For the first time, this study offers a comprehensive documentary history of the saltpans of La Tortuga Island and Cayo Sal in the Los Roques Archipelago, uncovering the surprising importance of their salt. Long-term archaeological excavations at the campsites by these saltpans have brought to light the plethora of material remains left behind by seafarers during their seasonal and temporary salt forays. The exhaustive analysis of the thousands of recovered things – pipes, punch bowls, plates, teapots, buttons, bones – contrasted with documentary evidence, not only enables us to understand where these things came from but also by whom they were used. By engaging the evidence through my theoretical framework of assemblages of practice, I demonstrate how seafarers and things were vibrantly entangled in the everyday assemblages of practice of salt cultivation, dining and drinking.
This multisited approach spanning 256 years, reveals that seafarers were fervent buyers of fashionable products, drinking hot tea from porcelain tea bowls, using colorful ceramic chamber pots for their hygienic needs and imbibing exotic rum punch by the scorching saltpans of the uninhabited Venezuelan islands. Intended for scholars, students and the interested public alike, this historical archaeological study positions humble seafarers in the limelight, not as the anonymous movers of international trade and facilitators of imperial interests, but as avid trans-imperial and extra-imperial consumers of the fruits of those very empires.
Awards
This book was awarded with the Fernando Coronil Prize 2022. This price for best book on Venezuela was awarded to Dr. Konrad Antczak by the Section of Venezuelan Studies of the Latin American Studies Association (LASA).

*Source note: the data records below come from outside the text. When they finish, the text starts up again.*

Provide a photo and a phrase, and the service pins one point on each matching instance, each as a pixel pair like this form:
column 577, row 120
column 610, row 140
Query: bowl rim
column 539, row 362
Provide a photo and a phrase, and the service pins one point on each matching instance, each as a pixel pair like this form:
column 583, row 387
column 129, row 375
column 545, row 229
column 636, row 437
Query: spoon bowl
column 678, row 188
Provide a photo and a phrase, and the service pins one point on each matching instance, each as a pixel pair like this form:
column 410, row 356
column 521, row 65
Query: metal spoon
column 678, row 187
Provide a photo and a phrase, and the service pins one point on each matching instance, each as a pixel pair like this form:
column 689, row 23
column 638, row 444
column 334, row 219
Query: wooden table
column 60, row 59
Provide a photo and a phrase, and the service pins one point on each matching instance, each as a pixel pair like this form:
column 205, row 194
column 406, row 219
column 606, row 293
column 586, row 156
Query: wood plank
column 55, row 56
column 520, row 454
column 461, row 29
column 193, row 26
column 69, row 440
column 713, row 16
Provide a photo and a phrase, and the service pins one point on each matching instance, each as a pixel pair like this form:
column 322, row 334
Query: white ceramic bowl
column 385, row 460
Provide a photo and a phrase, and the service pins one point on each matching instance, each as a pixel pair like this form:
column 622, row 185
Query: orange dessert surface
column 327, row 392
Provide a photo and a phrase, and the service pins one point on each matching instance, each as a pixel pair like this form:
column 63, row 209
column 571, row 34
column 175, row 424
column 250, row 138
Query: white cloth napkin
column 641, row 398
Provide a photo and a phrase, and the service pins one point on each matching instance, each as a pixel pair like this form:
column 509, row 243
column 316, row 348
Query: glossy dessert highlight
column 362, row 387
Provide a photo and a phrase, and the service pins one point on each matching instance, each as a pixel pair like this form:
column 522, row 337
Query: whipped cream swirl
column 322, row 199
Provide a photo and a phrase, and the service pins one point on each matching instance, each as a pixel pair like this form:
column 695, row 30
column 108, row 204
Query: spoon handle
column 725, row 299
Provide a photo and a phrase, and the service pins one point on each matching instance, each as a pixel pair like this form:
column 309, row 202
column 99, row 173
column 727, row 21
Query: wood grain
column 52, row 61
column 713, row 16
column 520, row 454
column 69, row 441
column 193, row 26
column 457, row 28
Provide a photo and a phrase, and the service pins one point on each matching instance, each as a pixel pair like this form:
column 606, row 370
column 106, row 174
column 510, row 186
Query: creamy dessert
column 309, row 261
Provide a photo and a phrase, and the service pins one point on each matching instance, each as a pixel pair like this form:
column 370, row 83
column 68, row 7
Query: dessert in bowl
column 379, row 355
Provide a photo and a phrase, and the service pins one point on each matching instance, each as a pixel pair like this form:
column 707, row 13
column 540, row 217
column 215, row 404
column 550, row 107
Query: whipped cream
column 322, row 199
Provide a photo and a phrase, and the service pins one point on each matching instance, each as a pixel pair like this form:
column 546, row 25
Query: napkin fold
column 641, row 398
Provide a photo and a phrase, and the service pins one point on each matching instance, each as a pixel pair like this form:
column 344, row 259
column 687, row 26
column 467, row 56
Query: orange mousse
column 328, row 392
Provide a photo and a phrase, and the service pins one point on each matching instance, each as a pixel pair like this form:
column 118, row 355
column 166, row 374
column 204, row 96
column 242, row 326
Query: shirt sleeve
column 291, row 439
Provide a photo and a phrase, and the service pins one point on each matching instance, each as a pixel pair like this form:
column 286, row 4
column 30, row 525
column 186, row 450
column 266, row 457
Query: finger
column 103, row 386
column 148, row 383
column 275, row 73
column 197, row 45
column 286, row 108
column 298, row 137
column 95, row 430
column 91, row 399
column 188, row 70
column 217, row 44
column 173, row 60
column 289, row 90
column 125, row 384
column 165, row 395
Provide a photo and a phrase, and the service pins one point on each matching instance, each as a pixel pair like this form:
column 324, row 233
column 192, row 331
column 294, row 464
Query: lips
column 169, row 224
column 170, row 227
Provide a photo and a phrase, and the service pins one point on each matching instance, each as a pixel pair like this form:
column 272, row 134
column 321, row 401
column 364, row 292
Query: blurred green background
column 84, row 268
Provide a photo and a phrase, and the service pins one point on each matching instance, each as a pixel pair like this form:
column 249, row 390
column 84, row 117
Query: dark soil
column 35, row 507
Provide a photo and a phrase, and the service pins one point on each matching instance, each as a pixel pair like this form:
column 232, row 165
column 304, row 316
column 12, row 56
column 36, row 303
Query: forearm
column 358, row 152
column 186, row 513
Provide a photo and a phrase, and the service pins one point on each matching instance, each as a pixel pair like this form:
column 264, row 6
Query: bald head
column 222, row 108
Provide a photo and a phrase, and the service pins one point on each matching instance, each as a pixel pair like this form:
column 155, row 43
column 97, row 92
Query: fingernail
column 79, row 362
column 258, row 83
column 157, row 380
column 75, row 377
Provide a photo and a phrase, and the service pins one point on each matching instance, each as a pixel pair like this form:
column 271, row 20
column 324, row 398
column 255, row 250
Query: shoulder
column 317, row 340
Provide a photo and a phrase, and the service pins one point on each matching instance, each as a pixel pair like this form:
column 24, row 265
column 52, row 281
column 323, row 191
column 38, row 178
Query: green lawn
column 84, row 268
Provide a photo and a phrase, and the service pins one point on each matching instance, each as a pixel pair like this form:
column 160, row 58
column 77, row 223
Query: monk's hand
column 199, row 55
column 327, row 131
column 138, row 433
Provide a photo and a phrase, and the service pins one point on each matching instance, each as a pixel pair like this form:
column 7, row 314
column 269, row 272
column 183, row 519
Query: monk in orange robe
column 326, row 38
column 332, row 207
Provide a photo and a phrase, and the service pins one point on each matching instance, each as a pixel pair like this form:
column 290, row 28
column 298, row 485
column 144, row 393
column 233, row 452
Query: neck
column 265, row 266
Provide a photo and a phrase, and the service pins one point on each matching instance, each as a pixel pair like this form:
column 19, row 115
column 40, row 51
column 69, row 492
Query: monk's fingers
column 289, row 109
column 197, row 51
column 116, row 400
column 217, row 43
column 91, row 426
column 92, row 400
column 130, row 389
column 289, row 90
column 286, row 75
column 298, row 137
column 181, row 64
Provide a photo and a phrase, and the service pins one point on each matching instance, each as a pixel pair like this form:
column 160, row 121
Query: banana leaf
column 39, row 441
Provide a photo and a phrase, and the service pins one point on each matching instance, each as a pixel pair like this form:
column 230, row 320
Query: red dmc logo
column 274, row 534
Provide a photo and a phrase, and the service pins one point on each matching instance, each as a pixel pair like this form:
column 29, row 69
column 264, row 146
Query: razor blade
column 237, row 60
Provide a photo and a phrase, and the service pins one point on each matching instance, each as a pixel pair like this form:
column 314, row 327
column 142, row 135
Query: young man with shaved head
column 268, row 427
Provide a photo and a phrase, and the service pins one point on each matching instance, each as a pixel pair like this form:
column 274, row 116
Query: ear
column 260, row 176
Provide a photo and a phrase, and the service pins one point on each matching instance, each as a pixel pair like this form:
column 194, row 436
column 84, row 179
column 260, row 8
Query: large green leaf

The jury report states that “based on exhaustive and rigorous archaeological research conducted on two small islands in the Venezuelan Caribbean, La Tortuga and Cayo Sal, and painstaking documentary research, Dr. Antczak offers an original and brilliant historical-archaeological study of sea salt cultivation in the Caribbean, and a clear, enjoyable and comprehensive account of the hitherto little-known sea voyages and lives of the seafarers who transited this region between the seventeenth and nineteenth centuries. […] For these reasons, the jury is pleased to award the 2022 Fernando Coronil Prize to Islands of Salt by Dr. Konrad Antczak.”
Contents
Chapter 1
Introduction: Islands of Salt
Chapter 2
Assemblages of Practice: A New Conceptual Framework
Chapter 3
Part I – Itineraries of Sea Salt: La Tortuga within the Atlantic World
Part II – Itineraries of Sea Salt: Cayo Sal within the Venezuelan Caribbean
Chapter 4
Crusty Salts: The Seafarers at the Venezuelan Saltpans
Chapter 5
Saltculture: Socio-Natural Assemblages of Practice on the Saltpans
Chapter 6
Part I – The Lived Saltpan: Assemblages of Practice at the Campsites of La Tortuga
Part II – The Lived Saltpan: Assemblages of Practice at the Campsites of Cayo Sal
Chapter 7
Entanglements at the Salty Margins of Modernity
Dr.
Konrad A. Antczak
Konrad A. Antczak is a Venezuelan and Polish historical archaeologist who received his PhD from The College of William and Mary in 2017. He is currently a Juan de La Cierva-Incorporación Researcher at the Departament d’Humanitats, Universitat Pompeu Fabra (UPF) in Barcelona, Spain, and Historical Archaeologist at the Unidad de Estudios Arqueológicos, Universidad Simón Bolívar in Caracas, Venezuela. He is author of Islands of Salt: Historical Archaeology of Seafarers and Things in the Venezuelan Caribbean, 1624–1880 (Sidestone Press, 2019).